Book Synopsis Modeling and Inverse Problems in the Presence of Uncertainty by : H. T. Banks
Download or read book Modeling and Inverse Problems in the Presence of Uncertainty written by H. T. Banks and published by CRC Press. This book was released on 2014-04-01 with total page 403 pages. Available in PDF, EPUB and Kindle. Book excerpt: Modeling and Inverse Problems in the Presence of Uncertainty collects recent research-including the authors' own substantial projects-on uncertainty propagation and quantification. It covers two sources of uncertainty: where uncertainty is present primarily due to measurement errors and where uncertainty is present due to the modeling formulation i
Book Synopsis The Uncertainty Analysis of Model Results by : Eduard Hofer
Download or read book The Uncertainty Analysis of Model Results written by Eduard Hofer and published by Springer. This book was released on 2018-07-01 with total page 346 pages. Available in PDF, EPUB and Kindle. Book excerpt: This book is a practical guide to the uncertainty analysis of computer model applications. Used in many areas, such as engineering, ecology and economics, computer models are subject to various uncertainties at the level of model formulations, parameter values and input data.
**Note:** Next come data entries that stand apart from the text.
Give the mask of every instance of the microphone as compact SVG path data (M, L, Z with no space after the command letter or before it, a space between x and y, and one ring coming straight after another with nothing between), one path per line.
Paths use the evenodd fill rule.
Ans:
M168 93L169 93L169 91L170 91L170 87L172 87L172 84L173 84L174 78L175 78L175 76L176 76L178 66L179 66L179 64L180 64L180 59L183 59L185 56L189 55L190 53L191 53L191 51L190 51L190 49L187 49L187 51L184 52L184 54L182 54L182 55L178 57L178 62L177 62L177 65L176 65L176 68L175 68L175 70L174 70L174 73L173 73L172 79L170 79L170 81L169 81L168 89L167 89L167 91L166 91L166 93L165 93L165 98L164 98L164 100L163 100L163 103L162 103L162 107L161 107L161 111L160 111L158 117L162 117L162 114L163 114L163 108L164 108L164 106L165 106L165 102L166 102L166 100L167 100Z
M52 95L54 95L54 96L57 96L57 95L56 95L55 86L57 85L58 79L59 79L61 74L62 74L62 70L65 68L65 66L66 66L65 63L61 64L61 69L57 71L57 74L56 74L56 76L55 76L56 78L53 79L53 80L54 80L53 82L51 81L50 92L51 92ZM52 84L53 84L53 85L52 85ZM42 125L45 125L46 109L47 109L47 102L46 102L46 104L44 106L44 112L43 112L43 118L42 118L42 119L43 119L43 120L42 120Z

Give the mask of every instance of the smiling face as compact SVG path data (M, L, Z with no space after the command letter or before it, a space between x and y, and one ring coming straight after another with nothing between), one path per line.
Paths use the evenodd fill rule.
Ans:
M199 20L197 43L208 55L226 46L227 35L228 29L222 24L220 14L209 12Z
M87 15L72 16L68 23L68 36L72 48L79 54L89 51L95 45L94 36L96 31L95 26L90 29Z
Naturally, it would be advantageous to know the combined effect of these uncertainties on the model results as well as whether the state of knowledge should be improved in order to reduce the uncertainty of the results most effectively. The book supports decision-makers, model developers and users in their argumentation for an uncertainty analysis and assists them in the interpretation of the analysis results.